Block classical Gram-Schmidt (BCGS) is commonly used for orthogonalizing a set of vectors $X$ in distributed computing environments due to its favorable communication properties relative to other orthogonalization approaches, such as modified Gram-Schmidt or Householder. However, it is known that BCGS (as well as recently developed low-synchronization variants of BCGS) can suffer from a significant loss of orthogonality in finite-precision arithmetic, which can contribute to instability and inaccurate solutions in downstream applications such as $s$-step Krylov subspace methods. A common solution to improve the orthogonality among the vectors is reorthogonalization. Focusing on the "Pythagorean" variant of BCGS, introduced in [E. Carson, K. Lund, & M. Rozlo\v{z}n\'{i}k. SIAM J. Matrix Anal. Appl. 42(3), pp. 1365--1380, 2021], which guarantees an $O(\varepsilon)\kappa^2(X)$ bound on the loss of orthogonality as long as $O(\varepsilon)\kappa^2(X)<1$, where $\varepsilon$ denotes the unit roundoff, we introduce and analyze two reorthogonalized Pythagorean BCGS variants. These variants feature favorable communication properties, with asymptotically two synchronization points per block column, as well as an improved $O(\varepsilon)$ bound on the loss of orthogonality. Our bounds are derived in a general fashion to additionally allow for the analysis of mixed-precision variants. We verify our theoretical results with a panel of test matrices and experiments from a new version of the \texttt{BlockStab} toolbox.

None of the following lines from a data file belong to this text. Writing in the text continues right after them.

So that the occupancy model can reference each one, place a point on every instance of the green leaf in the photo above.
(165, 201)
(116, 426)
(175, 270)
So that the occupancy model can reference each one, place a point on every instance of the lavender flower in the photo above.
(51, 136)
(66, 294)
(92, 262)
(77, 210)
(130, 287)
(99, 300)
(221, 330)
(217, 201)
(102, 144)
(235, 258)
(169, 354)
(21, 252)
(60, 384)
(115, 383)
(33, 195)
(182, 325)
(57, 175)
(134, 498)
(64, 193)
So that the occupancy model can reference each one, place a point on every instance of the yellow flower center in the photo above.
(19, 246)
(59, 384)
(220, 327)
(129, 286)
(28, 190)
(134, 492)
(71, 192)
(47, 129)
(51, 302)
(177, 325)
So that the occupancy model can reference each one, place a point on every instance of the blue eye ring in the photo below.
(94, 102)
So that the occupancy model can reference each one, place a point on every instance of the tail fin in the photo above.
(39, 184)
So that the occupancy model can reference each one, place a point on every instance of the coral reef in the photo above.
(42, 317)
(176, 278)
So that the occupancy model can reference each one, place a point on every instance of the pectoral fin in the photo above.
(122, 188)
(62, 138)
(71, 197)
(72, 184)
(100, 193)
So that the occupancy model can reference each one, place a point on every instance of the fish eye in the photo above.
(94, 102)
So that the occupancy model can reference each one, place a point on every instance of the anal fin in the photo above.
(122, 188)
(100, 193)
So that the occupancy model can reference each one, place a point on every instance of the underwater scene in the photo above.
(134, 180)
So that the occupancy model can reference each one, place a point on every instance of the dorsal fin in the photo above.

翻译:[translated abstract in Chinese]
分块经典Gram-Schmidt(BCGS)常用于在分布式计算环境中正交化向量集合$X$,因其相比其他正交化方法(如改进的Gram-Schmidt或Householder方法)具有更优的通信特性。然而,已知BCGS(以及近期开发的低同步变体BCGS)在有限精度算术中可能遭受严重的正交性损失,这会导致下游应用(例如$s$步Krylov子空间方法)的不稳定和不精确解。提高向量间正交性的常用解决方案是重新正交化。本文聚焦于BCGS的"Pythagorean"变体——该变体由E. Carson、K. Lund与M. Rozlo\v{z}n\'{i}k于2021年提出(SIAM J. Matrix Anal. Appl. 42(3), pp. 1365--1380),其保证在$O(\varepsilon)\kappa^2(X)<1$条件下正交性损失满足$O(\varepsilon)\kappa^2(X)$上界,其中$\varepsilon$表示单位舍入误差——我们引入并分析了两种重新正交化的Pythagorean BCGS变体。这些变体具有优越的通信特性,每块列渐近仅需两个同步点,同时正交性损失改进为$O(\varepsilon)$上界。我们的理论推导采用通用框架,可进一步分析混合精度变体。我们通过一组测试矩阵及新版\texttt{BlockStab}工具箱的实验验证了理论结果。